All right, Kate thought. She'd have to pry if that was all she could shake loose. "I heard he has a little boy."

"Yeah, Jack. A real pistol. Brody's wife died several years ago. Cancer of some kind, I think. My impression is he wanted to raise his son closer to family. Been back about a year, I guess. He's established a nice business, with a reputation for quality work. He'll do a good job for you."

"If I decide to hire him."

She wondered what he looked like in a tool belt, then reminded herself that was not onlynot the kind of question a woman should ask her doting father, but also one that had nothing to do with establishing a business relationship. But she bet he looked just fine.

It was done. The frogs in her stomach were still pretty lively, but she was now the owner of a big, beautiful, dilapidated building in the pretty college town of Shepherdstown, West Virginia. A building that was a short walk from the house where she'd grown up, from her mother's toy shop, from the university where her father taught.

She was surrounded by family, friends and neighbors.

Oh God.

Everyone knew her—and everyone would be watching to see if she pulled it off, stuck it out, or fell flat on her face. Why hadn't she opened her school in Utah or New Mexico or someplace she was anonymous, somewhere with no expectations hovering over her?

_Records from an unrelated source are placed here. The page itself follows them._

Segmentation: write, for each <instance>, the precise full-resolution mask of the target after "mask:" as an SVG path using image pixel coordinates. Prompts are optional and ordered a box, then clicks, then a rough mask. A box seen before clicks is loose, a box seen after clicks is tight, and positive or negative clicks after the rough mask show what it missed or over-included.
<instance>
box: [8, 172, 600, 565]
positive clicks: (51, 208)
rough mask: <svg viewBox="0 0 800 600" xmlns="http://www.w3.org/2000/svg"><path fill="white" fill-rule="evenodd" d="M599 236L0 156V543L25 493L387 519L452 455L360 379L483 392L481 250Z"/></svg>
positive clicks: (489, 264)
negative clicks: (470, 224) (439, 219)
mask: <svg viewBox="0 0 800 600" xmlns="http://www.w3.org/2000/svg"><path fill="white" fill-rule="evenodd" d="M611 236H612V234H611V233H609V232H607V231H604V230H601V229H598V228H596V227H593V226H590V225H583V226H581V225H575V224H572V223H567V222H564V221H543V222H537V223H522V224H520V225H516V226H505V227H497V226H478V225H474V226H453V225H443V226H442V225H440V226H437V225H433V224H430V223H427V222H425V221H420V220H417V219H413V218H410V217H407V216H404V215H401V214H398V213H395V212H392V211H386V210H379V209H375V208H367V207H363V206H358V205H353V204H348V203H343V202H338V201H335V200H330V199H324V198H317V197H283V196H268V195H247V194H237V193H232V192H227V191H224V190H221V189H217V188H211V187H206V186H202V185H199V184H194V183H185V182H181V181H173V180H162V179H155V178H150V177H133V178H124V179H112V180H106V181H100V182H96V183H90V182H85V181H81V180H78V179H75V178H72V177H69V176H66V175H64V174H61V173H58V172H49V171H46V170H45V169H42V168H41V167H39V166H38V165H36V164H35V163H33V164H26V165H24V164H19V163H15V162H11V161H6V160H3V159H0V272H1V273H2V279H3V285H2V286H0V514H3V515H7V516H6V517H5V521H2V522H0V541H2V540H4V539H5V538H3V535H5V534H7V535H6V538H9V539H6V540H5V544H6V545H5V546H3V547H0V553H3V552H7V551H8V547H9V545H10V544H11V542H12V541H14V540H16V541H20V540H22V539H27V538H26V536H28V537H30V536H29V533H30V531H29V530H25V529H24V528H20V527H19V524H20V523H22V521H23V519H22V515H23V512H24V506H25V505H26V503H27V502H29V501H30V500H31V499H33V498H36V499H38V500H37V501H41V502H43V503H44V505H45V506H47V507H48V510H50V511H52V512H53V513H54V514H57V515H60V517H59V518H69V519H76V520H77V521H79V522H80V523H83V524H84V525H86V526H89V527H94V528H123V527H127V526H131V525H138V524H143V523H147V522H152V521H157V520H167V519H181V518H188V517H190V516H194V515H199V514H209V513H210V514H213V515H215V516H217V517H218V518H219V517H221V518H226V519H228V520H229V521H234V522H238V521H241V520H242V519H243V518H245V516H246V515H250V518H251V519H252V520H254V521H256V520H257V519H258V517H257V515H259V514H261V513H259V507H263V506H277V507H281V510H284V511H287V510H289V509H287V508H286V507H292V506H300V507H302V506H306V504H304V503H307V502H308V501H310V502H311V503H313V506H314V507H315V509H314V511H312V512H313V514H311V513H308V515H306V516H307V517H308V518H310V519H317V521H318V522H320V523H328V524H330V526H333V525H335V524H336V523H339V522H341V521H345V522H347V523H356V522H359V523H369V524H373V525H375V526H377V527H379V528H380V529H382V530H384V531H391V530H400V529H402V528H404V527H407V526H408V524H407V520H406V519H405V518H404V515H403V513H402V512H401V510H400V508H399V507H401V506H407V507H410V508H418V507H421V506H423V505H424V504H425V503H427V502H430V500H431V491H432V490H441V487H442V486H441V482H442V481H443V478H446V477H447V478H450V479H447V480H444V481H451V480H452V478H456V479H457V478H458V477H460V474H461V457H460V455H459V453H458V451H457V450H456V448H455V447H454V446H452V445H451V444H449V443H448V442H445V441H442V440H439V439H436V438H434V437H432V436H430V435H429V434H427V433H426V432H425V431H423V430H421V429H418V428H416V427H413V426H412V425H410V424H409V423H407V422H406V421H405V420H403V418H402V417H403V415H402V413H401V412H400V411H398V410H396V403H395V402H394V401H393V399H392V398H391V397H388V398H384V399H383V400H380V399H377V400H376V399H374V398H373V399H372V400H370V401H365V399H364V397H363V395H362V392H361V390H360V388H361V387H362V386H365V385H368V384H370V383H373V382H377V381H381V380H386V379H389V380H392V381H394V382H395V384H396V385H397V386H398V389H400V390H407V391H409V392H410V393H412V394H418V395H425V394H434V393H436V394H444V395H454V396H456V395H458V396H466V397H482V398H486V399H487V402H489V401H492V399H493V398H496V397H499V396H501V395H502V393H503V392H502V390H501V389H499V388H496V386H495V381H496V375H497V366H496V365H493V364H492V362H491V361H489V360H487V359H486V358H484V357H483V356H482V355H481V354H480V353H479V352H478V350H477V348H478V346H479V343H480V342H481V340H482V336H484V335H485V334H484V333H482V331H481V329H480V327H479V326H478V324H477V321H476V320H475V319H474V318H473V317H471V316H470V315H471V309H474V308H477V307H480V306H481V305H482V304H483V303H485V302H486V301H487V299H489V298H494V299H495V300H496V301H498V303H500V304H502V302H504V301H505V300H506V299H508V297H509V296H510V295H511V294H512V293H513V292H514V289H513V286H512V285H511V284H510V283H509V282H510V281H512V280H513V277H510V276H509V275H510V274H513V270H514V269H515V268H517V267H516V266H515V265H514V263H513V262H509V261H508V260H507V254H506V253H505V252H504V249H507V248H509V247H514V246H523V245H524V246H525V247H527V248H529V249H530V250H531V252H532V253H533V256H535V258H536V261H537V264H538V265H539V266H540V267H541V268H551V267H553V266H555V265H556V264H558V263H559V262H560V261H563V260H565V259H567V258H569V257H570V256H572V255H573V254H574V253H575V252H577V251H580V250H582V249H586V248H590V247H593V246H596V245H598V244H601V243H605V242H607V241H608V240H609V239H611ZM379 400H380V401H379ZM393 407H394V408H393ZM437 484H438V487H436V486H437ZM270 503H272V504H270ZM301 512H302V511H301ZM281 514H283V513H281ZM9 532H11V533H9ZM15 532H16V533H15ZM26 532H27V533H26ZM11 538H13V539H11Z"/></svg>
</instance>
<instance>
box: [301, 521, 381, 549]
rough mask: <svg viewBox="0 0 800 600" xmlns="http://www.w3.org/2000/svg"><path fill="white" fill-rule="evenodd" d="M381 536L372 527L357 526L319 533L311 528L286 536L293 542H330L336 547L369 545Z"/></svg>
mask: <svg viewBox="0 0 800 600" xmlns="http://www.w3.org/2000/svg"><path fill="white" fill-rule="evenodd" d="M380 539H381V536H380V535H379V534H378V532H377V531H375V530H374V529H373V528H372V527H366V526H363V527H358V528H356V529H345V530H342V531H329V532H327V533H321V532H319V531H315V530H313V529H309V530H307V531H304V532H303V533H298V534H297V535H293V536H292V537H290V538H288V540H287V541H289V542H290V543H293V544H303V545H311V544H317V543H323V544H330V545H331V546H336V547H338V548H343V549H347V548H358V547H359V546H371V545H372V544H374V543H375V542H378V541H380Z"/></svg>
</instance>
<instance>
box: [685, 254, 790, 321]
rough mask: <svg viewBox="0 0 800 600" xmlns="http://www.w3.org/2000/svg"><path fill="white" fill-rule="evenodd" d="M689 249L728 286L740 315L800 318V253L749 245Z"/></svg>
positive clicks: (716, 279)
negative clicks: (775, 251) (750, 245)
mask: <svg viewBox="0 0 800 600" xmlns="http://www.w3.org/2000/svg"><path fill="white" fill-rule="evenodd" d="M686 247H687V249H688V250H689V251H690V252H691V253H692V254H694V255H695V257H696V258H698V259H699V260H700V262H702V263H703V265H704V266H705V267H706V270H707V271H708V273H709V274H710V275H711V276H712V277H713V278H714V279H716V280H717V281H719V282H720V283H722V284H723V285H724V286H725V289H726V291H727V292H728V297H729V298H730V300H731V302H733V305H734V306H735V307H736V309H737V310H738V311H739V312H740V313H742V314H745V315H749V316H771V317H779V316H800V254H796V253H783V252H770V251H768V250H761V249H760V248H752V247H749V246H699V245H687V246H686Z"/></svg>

And that, she reminded herself, was just stupid. She was establishing her school here because it was home. Home, Kate thought, was exactly where she wanted to be.

There would be no falling, flat or otherwise, Kate promised herself as she parked her car. She would succeed because she would personally oversee every detail. She would take each upcoming step the way she'd taken all the others that had led here. Carefully, meticulously. And she would work like a Trojan to see it through.